On ne s'attendait guère à voir une ferme si bien tenue au milieu de la lande.
« C'est la ferme du Grand-Chêne, expliqua M. Clément ; elle a changé de propriétaire, je crois, depuis mon dernier passage ici. J'espère que les nouveaux seront gentils. Voyons, nous reste-t-il quelque chose à manger pour notre goûter ? »
Annie avait eu la précaution de mettre de côté des sandwiches et des morceaux de gâteau. Ils s'assirent sur la bruyère et attaquèrent les provisions.
Dagobert attendait avec patience sa part et regardait les abeilles qui bourdonnaient autour d'eux. Il y en avait des centaines.
« Maintenant, c'est le moment de monter nos tentes, dit François quand il eut avalé la dernière bouchée. Viens, Mick, déchargeons la remorque. Monsieur Clément, nous n'avons pas l'intention de camper trop près de vous ; nous sommes bruyants, nous vous dérangerions. Où voulez-vous que nous installions votre tente ? »
M. Clément ouvrit la bouche pour protester et dire qu'il serait très content d'avoir la compagnie des quatre enfants et de Dagobert, mais il réfléchit que ce serait lui qui risquait de gêner ses jeunes compagnons. Ils voudraient chanter, rire, organiser des jeux ; son voisinage les empêcherait de s'amuser. Il approuva donc leur projet.
« Je vais dresser ma tente ici, près de ce genêt, répondit-il. Je crois que vous seriez très bien là-bas où ces buissons forment un demi-cercle ; ils vous abriteront du vent et nous serons voisins tout en gardant notre indépendance.
— Parfait, monsieur », dit François.
Michel et lui se mirent en devoir de dresser les tentes. C'était très amusant. Dagobert, selon son habitude, se jetait dans les jambes de tout le monde et emportait dans sa gueule les cordes dont on avait besoin, ce qui soulevait des tempêtes de rire.

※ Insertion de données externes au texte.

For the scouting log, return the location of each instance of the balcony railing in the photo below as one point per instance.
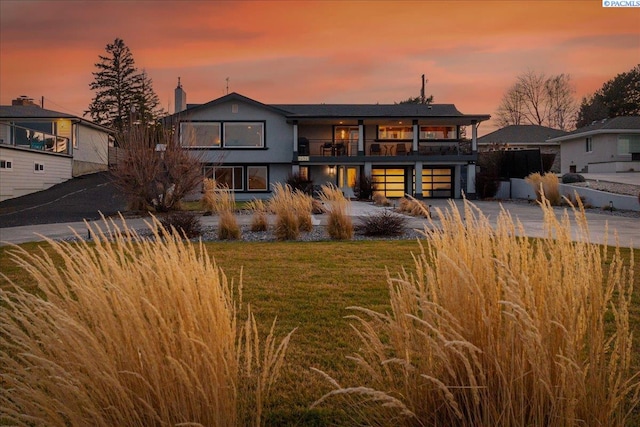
(324, 148)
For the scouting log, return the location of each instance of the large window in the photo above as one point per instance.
(200, 134)
(628, 144)
(228, 176)
(250, 135)
(438, 132)
(257, 178)
(395, 132)
(239, 178)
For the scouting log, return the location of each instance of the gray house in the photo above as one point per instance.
(40, 148)
(604, 146)
(406, 148)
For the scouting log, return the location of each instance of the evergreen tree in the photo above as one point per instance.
(122, 95)
(619, 96)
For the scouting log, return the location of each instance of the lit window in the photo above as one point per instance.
(206, 135)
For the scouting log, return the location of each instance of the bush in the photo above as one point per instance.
(384, 223)
(131, 331)
(545, 186)
(495, 329)
(186, 224)
(259, 221)
(339, 224)
(413, 207)
(379, 199)
(297, 183)
(364, 187)
(228, 228)
(283, 204)
(570, 178)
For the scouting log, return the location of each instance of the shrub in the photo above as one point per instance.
(259, 221)
(413, 207)
(379, 199)
(339, 224)
(383, 223)
(282, 203)
(364, 188)
(570, 178)
(131, 331)
(546, 186)
(228, 228)
(303, 205)
(297, 183)
(186, 224)
(498, 329)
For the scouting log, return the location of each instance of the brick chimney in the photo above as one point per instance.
(24, 100)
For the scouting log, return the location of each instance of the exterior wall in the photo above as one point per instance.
(604, 150)
(278, 134)
(91, 154)
(22, 179)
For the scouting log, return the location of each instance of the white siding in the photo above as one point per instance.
(23, 179)
(91, 154)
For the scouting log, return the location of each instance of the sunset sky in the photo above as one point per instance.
(315, 52)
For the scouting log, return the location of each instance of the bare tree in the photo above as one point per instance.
(155, 172)
(540, 100)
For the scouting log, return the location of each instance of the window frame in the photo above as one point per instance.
(183, 134)
(262, 145)
(588, 144)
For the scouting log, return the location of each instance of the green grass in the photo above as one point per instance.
(308, 286)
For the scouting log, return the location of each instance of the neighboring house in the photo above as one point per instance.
(406, 148)
(522, 137)
(604, 146)
(40, 148)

Quand le soir tomba, les trois tentes étaient montées, les bâches étendues par terre et les sacs de couchage tout prêts. Deux dans chacune des tentes des enfants et un dans celle de M. Clément.
« Je vais me coucher, dit M. Clément. Je ne peux plus tenir les yeux ouverts. Bonsoir, dormez bien… » Il disparut dans la nuit.

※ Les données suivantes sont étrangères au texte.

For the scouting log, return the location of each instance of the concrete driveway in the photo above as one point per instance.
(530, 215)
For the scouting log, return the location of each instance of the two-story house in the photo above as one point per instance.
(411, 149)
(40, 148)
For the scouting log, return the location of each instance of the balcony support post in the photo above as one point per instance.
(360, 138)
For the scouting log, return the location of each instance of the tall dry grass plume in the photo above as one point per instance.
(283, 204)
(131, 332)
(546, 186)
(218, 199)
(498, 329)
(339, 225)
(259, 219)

Annie bâilla et les autres l'imitèrent.
Michel et lui se mirent en devoir de dresser
les tentes
« Couchons-nous aussi, proposa François. Après un goûter si copieux, nous pouvons nous passer de dîner. Une tablette de chocolat et quelques biscuits nous suffiront ; nous les mangerons dans notre sac de couchage. Bonsoir, les filles. Ce sera épatant de se réveiller demain matin. »

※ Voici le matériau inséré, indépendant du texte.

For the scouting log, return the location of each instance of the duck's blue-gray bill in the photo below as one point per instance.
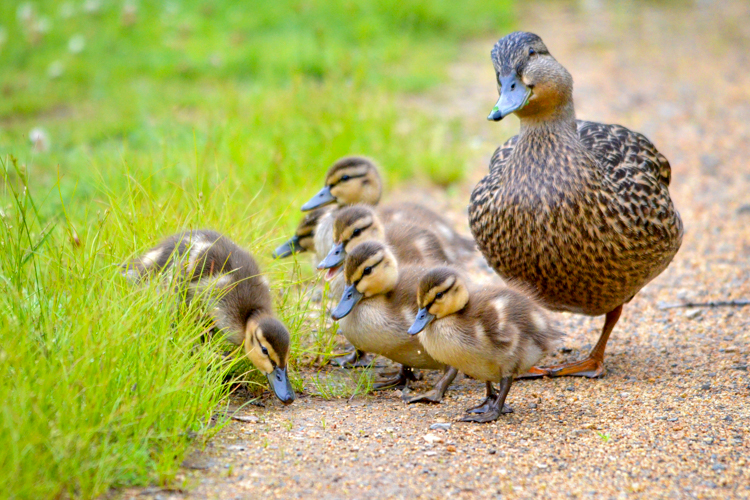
(513, 96)
(280, 385)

Michel et lui se retirèrent dans leur tente. Claude et Annie en firent autant avec Dagobert. Elles se déshabillèrent et se glissèrent dans les sacs de couchage.
« C'est formidable, dit Claude en repoussant Dagobert. Je n'ai jamais été aussi bien de ma vie. Je t'en prie, Dagobert, tiens-toi tranquille ; tu ne vois donc pas la différence entre mes pieds et mon estomac ? Là, c'est mieux.
— Bonsoir, dit Annie à moitié endormie. Regarde, Claude, on voit les étoiles à travers l'ouverture de la tente ; comme elles sont brillantes ! »
Mais Claude n'eut pas le temps d'admirer les étoiles ; elle dormait déjà. Dagobert leva une oreille en entendant la voix d'Annie et poussa un petit grognement. C'était là sa façon de dire bonsoir ; puis il posa sa tête sur ses pattes et s'endormit.
« Notre première nuit de campement, pensa Annie avec bonheur. Je ne veux pas dormir. Je resterai éveillée ; je regarderai les étoiles et je sentirai l'odeur des genêts. »
Mais malgré ses belles résolutions, une seconde plus tard, elle était au pays des songes.